Believe it or not, it was scarier to watch the video than to do the interview! I think I will tuck my hair behind my ears next time. 🙂

**Possibly Related Posts:**

- Navigating WolframAlpha Pro Features
- Abandoning Ship on Wolfram Alpha?
- Shifting Assessment in a World with WolframAlpha
- Math Technology to Engage, Delight, and Excite
- TED Talk on Wolfram Alpha

Well done, Maria!

Very nice!

Maria –

Great job articulating the issues (and I thought your hair looked fine)!

Caroline

You look great Maria! However, don’t you think that it is difficult for a student to grasp the idea behind derivatives (for example) before practising the algorithms of derivation in some examples?

Jose

@Jose That’s a great question and the answer is that I don’t know. We don’t have any evidence one way or another and I’m not even sure that it’s a fair comparison. I know that it’s near impossible for US to grasp the concept that there may be a way to teach the ideas of derivatives without the algorithms, because we all learned the algorithms. Here’s another look at the same problem: I never learned how to manually find a square root. For my entire life I’ve used a calculator to find square roots. Do I still grasp square roots? I think so – my understanding might be a little different than those who learned to algorithmically find square roots, but their understanding probably didn’t include the understanding of radical functions in graphs (lacking easy graphing tools).

If you want students to understand algorithms, then you have to teach them algorithms.
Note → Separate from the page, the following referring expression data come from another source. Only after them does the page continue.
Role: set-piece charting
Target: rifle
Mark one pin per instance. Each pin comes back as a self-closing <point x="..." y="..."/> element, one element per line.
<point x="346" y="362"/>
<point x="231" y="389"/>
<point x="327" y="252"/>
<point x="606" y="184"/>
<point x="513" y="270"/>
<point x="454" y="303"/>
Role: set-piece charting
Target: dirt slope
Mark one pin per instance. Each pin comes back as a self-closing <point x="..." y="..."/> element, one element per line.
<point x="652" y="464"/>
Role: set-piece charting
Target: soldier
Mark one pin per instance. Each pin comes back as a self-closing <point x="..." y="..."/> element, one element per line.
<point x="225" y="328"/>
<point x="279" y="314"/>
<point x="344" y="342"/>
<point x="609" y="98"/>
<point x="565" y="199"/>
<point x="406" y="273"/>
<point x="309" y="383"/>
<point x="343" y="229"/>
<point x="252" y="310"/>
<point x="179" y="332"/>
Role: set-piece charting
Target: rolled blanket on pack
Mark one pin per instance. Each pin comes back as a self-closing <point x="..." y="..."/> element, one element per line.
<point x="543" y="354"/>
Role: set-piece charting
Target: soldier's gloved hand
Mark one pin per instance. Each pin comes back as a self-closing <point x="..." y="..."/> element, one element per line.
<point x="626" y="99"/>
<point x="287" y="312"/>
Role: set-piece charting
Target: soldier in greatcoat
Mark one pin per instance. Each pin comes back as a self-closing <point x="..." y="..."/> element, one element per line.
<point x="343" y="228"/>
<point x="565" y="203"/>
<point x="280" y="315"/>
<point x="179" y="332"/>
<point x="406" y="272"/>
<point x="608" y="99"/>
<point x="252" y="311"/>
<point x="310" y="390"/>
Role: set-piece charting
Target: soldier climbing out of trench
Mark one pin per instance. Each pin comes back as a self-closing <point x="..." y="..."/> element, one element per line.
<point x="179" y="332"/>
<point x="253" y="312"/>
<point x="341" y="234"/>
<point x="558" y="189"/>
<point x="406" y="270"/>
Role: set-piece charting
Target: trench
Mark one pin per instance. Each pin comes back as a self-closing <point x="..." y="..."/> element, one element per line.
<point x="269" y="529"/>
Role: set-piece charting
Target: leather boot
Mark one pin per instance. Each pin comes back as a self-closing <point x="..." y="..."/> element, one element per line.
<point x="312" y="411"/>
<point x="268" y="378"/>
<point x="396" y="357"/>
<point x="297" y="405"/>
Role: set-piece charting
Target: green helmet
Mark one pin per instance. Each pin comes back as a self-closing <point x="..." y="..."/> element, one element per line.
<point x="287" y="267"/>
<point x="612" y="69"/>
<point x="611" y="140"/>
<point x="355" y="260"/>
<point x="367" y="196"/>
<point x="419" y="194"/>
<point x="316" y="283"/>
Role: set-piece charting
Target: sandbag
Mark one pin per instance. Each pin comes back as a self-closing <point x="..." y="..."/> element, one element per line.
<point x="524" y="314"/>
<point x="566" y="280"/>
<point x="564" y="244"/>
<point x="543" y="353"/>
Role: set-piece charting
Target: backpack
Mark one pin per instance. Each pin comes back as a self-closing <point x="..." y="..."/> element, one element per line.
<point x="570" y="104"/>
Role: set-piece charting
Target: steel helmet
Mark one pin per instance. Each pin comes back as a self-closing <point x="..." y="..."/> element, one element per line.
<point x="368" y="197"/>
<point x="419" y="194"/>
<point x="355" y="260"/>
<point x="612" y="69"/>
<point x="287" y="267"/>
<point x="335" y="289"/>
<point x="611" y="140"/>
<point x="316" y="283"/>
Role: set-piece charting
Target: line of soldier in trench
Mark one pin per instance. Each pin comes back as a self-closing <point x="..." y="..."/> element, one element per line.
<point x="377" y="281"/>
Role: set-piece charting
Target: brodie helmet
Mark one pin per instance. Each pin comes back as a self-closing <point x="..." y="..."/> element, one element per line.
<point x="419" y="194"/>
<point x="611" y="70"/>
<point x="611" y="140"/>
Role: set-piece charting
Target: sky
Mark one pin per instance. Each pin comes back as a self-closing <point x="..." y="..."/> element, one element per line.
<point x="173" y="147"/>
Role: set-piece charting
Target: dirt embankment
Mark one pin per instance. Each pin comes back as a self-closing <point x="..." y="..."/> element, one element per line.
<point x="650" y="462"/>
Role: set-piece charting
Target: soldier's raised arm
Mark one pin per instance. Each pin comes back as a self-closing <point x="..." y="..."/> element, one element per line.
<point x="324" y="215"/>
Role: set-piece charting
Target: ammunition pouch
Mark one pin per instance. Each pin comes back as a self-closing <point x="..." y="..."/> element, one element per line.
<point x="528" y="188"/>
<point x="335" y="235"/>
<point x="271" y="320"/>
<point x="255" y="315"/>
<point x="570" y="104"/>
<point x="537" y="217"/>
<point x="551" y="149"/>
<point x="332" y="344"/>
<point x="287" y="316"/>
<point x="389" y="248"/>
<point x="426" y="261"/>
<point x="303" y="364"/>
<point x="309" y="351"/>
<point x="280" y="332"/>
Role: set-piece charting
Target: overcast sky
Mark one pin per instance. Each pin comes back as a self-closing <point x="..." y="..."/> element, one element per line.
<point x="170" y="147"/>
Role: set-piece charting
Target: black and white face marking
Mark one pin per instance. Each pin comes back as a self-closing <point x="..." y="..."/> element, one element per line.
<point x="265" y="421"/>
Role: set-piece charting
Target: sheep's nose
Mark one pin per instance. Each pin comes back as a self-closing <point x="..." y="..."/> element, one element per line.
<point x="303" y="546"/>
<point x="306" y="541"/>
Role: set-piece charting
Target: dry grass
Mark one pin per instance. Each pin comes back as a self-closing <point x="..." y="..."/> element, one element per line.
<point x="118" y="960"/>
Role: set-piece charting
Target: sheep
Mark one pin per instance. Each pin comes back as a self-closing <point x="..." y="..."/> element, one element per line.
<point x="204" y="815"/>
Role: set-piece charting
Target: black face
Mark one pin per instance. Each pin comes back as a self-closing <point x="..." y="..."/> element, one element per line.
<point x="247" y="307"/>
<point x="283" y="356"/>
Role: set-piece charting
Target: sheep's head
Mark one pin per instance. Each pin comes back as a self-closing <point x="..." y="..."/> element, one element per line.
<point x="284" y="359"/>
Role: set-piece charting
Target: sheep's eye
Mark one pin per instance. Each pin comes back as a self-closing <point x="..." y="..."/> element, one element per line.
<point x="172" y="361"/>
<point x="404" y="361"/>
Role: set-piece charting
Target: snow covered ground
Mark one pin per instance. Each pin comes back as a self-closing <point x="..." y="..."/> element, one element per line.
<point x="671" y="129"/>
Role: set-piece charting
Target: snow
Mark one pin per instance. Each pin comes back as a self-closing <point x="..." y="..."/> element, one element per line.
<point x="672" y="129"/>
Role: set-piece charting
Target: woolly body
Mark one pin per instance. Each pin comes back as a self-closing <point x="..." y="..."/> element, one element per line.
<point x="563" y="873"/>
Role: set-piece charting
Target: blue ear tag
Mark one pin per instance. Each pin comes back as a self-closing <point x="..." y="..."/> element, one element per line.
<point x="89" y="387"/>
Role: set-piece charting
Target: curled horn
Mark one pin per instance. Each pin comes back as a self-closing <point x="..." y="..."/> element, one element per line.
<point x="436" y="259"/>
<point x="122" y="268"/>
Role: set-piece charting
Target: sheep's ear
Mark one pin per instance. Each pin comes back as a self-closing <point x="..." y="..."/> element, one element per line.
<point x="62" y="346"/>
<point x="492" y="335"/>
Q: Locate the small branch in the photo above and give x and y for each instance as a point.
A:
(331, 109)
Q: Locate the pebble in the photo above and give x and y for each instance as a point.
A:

If you want them to understand graph behavior, then you have to teach them graph behavior. The question that we’re really going to have to wrestle with here is “What do we really want our students to understand about math?” That should be what guides us. If the answer includes that we want them to learn how to correctly use algorithms and pay attention to detail (valuable skills), then we should continue to teach algorithms. However, we should not delude ourselves that the important thing is to specifically learn the product, quotient, and chain rules … the point is to gain an understanding of how algorithms work and how to see when they are applied. It’s a shift in the principles-knowledge for why we teach something.

Perhaps we should be teaching different maths – math for future engineers. math for future doctors/health professionals, etc. Somewhere there is a “general math” course – the hardest of all to put together.

You did a great job in the interview. Also, your example about manually finding square roots really has me thinking.